The survey, conducted by Harris Interactive® between Nov. 20 and Nov. 23, 2009, asked a random sample of 1,002 adults how concern over H1N1 virus would affect their holiday plans. In addition to the 40 percent who will alter plans, the survey reveals:
- 10 percent of U.S. adults with children in their household will not allow their child to visit Santa Claus
- 23 percent of U.S. adults will require guests to wash their hands or use hand sanitizer upon arrival this holiday season
- 21 percent of U.S. adults will limit travel to destinations to which they can drive, avoiding air travel
- 17 percent will avoid using mass transportation
- 10 percent will limit the number of guests they invite to their home
“This survey confirms that H1N1 is fundamentally altering the way people live their lives, even during the holidays,” said JohnsonDiversey president and CEO Ed Lonergan. “But as we prepare to celebrate the holidays, people should be aware that retailers and managers of other public facilities are taking unprecedented actions to improve facility hygiene and slow the spread of the virus.” JohnsonDiversey serves customers who maintain public facilities, such as retail stores, transportation venues, hotels and restaurants.
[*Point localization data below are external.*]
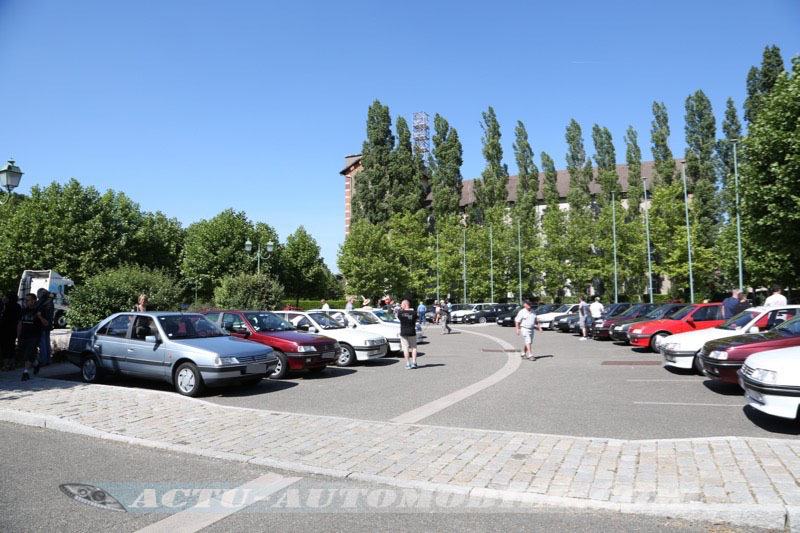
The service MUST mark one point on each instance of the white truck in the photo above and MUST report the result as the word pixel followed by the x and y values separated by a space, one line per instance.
pixel 33 280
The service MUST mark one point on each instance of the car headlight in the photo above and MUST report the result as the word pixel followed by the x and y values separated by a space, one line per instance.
pixel 765 376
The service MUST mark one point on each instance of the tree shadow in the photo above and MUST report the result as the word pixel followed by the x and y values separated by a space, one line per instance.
pixel 770 423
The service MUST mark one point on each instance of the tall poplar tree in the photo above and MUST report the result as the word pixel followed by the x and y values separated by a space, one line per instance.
pixel 446 164
pixel 700 169
pixel 490 190
pixel 373 185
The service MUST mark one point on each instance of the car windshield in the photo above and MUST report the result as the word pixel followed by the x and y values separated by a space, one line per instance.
pixel 189 327
pixel 326 321
pixel 790 327
pixel 739 321
pixel 365 318
pixel 266 321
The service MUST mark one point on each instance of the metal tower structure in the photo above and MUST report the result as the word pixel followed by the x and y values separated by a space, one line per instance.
pixel 420 122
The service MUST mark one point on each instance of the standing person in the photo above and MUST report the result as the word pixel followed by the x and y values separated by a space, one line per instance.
pixel 729 304
pixel 777 298
pixel 525 321
pixel 29 333
pixel 9 321
pixel 141 305
pixel 45 305
pixel 408 333
pixel 584 315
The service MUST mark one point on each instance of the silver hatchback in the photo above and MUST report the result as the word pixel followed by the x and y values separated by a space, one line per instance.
pixel 184 349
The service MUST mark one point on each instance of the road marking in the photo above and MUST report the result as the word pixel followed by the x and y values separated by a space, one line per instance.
pixel 199 517
pixel 424 411
pixel 694 404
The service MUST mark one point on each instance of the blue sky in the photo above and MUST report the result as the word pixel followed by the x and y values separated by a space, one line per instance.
pixel 191 107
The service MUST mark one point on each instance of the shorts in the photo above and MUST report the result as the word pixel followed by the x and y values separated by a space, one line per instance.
pixel 408 343
pixel 527 335
pixel 27 348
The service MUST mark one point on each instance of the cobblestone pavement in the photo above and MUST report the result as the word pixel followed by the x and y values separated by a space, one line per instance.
pixel 754 473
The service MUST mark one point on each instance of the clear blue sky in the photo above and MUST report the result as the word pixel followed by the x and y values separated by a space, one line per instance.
pixel 191 107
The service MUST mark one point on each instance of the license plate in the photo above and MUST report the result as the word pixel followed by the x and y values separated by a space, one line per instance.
pixel 256 368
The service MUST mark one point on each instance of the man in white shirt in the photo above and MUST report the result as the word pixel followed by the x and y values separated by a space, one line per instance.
pixel 776 299
pixel 525 321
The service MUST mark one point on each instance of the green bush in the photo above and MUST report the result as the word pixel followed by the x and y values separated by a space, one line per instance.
pixel 117 290
pixel 248 291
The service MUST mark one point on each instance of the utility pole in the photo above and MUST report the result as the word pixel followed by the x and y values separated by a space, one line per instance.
pixel 688 231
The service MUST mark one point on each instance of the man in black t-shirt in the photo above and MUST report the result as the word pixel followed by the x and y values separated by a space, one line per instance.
pixel 408 332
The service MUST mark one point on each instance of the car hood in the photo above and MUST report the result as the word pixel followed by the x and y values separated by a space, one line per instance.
pixel 220 346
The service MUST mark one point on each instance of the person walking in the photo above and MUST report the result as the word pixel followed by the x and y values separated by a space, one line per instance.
pixel 408 333
pixel 29 333
pixel 584 316
pixel 777 298
pixel 9 321
pixel 45 305
pixel 525 321
pixel 730 304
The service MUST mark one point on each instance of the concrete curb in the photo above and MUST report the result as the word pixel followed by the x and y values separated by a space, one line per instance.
pixel 765 516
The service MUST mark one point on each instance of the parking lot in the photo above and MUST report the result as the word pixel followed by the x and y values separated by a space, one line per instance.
pixel 591 389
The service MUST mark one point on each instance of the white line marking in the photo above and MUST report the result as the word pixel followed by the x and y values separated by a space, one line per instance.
pixel 199 516
pixel 424 411
pixel 695 404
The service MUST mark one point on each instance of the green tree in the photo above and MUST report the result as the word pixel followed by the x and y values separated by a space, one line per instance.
pixel 446 166
pixel 761 81
pixel 257 292
pixel 373 185
pixel 490 190
pixel 770 188
pixel 700 168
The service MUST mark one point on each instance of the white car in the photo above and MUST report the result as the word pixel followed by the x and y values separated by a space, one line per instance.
pixel 356 344
pixel 682 349
pixel 546 319
pixel 458 316
pixel 363 319
pixel 771 381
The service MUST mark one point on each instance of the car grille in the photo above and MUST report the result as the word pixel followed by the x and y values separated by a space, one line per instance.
pixel 260 358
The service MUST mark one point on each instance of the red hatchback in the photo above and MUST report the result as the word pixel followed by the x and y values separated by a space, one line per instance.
pixel 295 350
pixel 690 318
pixel 722 358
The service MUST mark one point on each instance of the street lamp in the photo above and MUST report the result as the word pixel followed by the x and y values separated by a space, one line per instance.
pixel 10 176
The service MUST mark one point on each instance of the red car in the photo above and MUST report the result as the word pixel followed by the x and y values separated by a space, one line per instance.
pixel 722 358
pixel 690 318
pixel 295 350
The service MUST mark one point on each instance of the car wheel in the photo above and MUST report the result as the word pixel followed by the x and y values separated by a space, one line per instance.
pixel 282 368
pixel 347 357
pixel 90 370
pixel 252 382
pixel 188 380
pixel 655 337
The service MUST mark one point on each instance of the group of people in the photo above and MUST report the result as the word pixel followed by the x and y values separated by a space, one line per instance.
pixel 29 328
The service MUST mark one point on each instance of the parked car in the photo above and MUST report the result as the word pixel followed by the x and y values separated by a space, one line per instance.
pixel 721 359
pixel 546 319
pixel 294 349
pixel 692 317
pixel 602 329
pixel 457 316
pixel 621 330
pixel 491 314
pixel 682 350
pixel 356 345
pixel 185 350
pixel 771 381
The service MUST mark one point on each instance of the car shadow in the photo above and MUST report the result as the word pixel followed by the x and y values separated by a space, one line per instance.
pixel 770 423
pixel 722 387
The survey also reveals significant differences depending on age:
- The most concerned adults are seniors 65 or older, with 38 percent expressing concern about the H1N1 virus during the holidays (compared to 26 percent of adults ages 35-64).
- This same group – along with younger adults – is also most likely to change their holiday plans. Fifty-one percent of 18 to 34 year olds and 47 percent of seniors indicate they intend to change their holiday plans in some way as a result of the virus.
- Eighteen to 34 year olds are most likely to require holiday guests to wash their hands or use hand sanitizer upon arrival to their homes (33 percent), while seniors are most likely to limit holiday travel (27 percent).
“Proper health and hygiene precautions should provide more peace of mind to holiday celebrations,” said Dr. Jose Ramirez, a vice president at JohnsonDiversey and an infection control expert.
“Holiday revelers can substantially limit their exposure to infectious disease this holiday season by practicing good hygiene, covering their mouths and noses when sneezing, and washing their hands often,” Ramirez said. “Facility managers are also taking steps to provide more hygienic indoor environments through effective cleaning and use of leading-edge disinfection products with accelerated kill times against infectious diseases such as H1N1, MRSA and norovirus.”
The poll was conducted by telephone on behalf of JohnsonDiversey among 1,002 U.S. adults ages 18 + (of whom, 287 have children under the age of 18 living in their household) Nov. 20-23, 2009.